This has been happening to me repeatedly for years, usually in online communities focused around shared hobbies (forums, reddit, discord, etc.) and I just don’t get what the deal is. Typically what happens is this:

Something is being instructed or explained, and the wording is ambiguous or doesn’t match what I observe. For a concrete example let’s say there’s a situation like this when dealing with software: “program X is separate.” But to a layman user like myself seeing that I am required to have program Y to run program X, it does not appear separate. My observation isn’t matching the explanation, so I ask for clarification. I get the same phrase parroted back. I point out where I’m confused because that statement does not match my observation. I get treated like an idiot, and the person explains “program X is separate, that does not mean it’s standalone.” I point out that to a layman like myself “separate” and “standalone” carry the same functional meaning. The person then insults my intelligence. I say that I don’t appreciate being insulted and talked to so condescendingly. Then multiple people in the community, including the moderators, come out to mock me, ridicule me, and tell me that I’m the one being unreasonable and a trouble maker.

So I leave. I migrate to a different hobby community. Eventually the same problem comes up again.
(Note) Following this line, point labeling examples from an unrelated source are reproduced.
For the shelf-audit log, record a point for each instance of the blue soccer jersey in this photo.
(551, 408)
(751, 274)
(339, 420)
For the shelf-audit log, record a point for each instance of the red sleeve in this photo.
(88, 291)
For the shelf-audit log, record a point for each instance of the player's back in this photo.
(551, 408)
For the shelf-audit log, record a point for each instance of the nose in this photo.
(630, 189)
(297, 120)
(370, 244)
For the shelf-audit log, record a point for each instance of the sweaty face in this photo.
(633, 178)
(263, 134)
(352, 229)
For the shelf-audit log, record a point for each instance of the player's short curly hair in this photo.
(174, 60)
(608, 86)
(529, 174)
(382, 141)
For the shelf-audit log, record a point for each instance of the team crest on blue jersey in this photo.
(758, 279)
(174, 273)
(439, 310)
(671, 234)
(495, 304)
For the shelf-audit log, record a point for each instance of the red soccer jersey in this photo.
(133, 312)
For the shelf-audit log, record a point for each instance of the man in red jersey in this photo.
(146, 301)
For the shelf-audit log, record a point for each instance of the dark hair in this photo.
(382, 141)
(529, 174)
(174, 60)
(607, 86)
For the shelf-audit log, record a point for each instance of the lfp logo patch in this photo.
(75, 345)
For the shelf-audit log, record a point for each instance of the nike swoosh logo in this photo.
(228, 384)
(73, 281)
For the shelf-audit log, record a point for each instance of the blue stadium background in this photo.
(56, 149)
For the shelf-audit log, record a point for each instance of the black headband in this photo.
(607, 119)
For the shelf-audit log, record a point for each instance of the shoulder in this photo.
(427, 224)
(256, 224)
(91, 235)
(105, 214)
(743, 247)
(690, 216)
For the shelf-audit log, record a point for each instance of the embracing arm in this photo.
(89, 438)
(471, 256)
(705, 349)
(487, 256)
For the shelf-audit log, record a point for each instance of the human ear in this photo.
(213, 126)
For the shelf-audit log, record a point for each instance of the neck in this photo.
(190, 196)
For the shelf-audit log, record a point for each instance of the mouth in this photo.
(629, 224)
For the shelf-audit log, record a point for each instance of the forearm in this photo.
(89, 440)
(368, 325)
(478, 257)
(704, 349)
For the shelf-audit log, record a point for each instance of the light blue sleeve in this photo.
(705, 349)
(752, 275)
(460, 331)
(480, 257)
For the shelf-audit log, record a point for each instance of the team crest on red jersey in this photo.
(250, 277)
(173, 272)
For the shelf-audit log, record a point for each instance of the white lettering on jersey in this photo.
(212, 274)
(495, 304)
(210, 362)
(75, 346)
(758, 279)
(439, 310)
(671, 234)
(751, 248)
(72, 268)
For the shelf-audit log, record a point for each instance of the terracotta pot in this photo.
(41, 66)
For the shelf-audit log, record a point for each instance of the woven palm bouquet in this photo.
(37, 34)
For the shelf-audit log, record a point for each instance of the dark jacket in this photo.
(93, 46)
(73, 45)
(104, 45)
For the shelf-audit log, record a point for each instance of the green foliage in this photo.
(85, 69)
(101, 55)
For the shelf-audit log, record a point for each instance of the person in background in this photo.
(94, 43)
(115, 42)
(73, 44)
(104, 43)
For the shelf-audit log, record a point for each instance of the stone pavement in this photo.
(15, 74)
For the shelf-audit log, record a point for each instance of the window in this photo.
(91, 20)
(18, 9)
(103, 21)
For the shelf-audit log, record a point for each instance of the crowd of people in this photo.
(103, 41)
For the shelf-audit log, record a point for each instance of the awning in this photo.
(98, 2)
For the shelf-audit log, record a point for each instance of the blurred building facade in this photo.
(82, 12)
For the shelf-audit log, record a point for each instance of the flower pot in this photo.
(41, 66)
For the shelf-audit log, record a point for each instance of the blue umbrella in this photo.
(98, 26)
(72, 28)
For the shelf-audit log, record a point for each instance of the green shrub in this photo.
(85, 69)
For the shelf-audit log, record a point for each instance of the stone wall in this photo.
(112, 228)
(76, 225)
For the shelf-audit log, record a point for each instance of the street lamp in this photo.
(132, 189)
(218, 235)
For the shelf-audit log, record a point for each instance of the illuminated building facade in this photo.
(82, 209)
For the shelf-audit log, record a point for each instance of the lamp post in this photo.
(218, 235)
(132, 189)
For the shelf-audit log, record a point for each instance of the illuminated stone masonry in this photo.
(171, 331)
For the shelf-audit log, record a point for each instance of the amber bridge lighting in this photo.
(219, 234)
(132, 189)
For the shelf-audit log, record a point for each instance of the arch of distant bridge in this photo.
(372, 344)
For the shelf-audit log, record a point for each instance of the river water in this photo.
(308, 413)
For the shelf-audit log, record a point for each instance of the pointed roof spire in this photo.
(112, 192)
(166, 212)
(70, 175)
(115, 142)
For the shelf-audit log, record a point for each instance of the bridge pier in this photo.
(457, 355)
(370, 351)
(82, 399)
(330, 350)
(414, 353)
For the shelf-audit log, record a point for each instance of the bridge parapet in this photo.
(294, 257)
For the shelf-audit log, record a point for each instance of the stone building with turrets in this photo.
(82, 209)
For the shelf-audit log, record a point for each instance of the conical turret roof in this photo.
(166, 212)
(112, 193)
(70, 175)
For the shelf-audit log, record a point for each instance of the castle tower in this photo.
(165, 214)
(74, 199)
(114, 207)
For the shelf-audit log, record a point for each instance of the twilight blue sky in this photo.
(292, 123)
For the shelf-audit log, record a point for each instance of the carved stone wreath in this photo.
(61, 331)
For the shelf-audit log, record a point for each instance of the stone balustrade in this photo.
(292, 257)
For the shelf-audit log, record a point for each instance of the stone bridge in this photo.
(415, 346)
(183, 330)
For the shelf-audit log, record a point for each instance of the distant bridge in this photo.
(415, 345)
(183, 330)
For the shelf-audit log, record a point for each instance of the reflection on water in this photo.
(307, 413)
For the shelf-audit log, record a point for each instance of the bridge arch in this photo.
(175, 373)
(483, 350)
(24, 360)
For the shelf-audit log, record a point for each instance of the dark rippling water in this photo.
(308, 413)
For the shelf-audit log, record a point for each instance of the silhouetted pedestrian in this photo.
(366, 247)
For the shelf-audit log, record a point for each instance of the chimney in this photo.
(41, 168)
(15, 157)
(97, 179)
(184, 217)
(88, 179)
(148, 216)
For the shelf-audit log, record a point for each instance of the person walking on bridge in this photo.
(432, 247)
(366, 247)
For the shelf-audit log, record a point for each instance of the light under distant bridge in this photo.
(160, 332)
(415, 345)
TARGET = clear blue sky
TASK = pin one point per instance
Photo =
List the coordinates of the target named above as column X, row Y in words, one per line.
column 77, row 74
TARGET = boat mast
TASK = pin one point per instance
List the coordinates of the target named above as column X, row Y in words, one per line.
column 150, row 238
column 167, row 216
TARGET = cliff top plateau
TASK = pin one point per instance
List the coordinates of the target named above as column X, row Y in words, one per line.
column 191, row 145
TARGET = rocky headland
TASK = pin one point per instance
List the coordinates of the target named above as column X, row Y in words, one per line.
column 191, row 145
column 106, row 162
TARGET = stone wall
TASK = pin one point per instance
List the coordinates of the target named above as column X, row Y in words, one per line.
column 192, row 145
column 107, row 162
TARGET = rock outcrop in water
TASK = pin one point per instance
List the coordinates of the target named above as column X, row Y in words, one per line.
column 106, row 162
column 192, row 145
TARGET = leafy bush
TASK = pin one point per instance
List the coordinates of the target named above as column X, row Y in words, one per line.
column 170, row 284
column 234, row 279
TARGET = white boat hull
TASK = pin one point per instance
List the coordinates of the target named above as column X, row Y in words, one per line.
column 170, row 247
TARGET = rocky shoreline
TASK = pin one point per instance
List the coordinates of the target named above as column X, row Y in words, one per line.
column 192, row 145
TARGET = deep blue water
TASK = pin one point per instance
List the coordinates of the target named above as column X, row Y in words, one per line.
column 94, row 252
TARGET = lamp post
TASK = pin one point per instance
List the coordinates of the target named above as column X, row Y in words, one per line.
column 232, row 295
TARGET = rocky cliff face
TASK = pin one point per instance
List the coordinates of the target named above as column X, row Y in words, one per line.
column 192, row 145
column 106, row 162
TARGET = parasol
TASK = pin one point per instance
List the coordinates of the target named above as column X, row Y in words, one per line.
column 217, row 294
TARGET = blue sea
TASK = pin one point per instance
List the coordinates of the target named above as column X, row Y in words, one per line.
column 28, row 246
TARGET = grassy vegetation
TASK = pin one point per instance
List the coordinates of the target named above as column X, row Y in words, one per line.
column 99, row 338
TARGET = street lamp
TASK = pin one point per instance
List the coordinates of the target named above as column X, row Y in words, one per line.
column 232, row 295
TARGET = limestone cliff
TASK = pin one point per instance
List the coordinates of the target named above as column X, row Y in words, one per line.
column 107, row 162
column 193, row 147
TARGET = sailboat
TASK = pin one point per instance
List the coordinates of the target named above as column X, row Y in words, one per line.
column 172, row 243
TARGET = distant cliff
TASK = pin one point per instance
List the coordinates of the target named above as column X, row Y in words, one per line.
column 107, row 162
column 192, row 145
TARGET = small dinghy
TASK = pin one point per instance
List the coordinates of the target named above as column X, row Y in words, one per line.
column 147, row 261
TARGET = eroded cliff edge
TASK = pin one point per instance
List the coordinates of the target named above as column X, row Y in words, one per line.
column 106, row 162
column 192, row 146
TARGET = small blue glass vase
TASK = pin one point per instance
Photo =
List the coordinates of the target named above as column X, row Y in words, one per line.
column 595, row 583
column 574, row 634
Repeat ad nauseam.

What is going on here and why won’t it stop? I’ve tried phrasing my questions as politely as I can and being non-confrontational, and that doesn’t help. The only common denominator(s) I can find are that the people I’m communicating with deal with niche things with niche terminology that, while specific to them, can be very general to regular people like me, but every group of those niche people I interact with seems to assume everyone knows or should know everything they know, and when someone doesn’t they explode.

4 comments
  1. I think you are kind of describing the curse of knowledge https://en.m.wikipedia.org/wiki/Curse_of_knowledge. But here’s the deal, some people like hoarding knowledge and enjoy making you feel stupid, some people just don’t know how to share their knowledge, and some people enjoy teaching and remember what it’s like when they first started. The last type is rare. The other thing, and this is important, you have to show you did some research before asking the question. Otherwise people just think you’re lazy. It can take quite a bit of effort to help people, and you’ll get better responses if you demonstrate you at least tried. You might be doing this, I’m just stating the obvious.

  2. You sound aggressive in your explanations. You are probably coming off as a know-it-all that isn’t open minded to new knowledge. If I am explaining something to you that I know and you don’t, I don’t want to have an argument with you. If you keep telling me I am wrong or that the terminology doesn’t mean what it means, I will lose interest in helping you.

    What you should be doing if you don’t understand something is ask questions about what you don’t understand from a place of learning instead of a place of knowing. Your examples are you asking from a place of knowing, and no amount of explanation will help you because you already know. It is not uncommon for terminology in a field to not make sense or conflict with laymen terminology, for example. You arguing that point shows that you aren’t genuinely interested in learning anything and are just trying to get attention and flex your own knowledge.

  3. >For a concrete example let’s say there’s a situation like this when dealing with software: “program X is separate.” But to a layman user like myself seeing that I am required to have program Y to run program X, it does not appear separate…

    If this is how a lot of these conversations go, then it sounds like you’re getting overly bogged down in semantics and pressing these points too far, which is alienating the people who are trying to explain things to you. I don’t know how seriously to take this example, but in this scenario it sounds like program X and Y are indeed separate programs. The fact that you need one to run the other properly doesn’t change the fact that they’re separate.

    In this situation, it would make more sense to make a mental note that you need program Y to run program X correctly and move on rather than to keep trying to convince the other person to change how they speak to accommodate your viewpoint.

    Also, remember that people tend to be less empathetic online than they are in person, so you need to be more mindful of how you talk to people to not wear out their patience.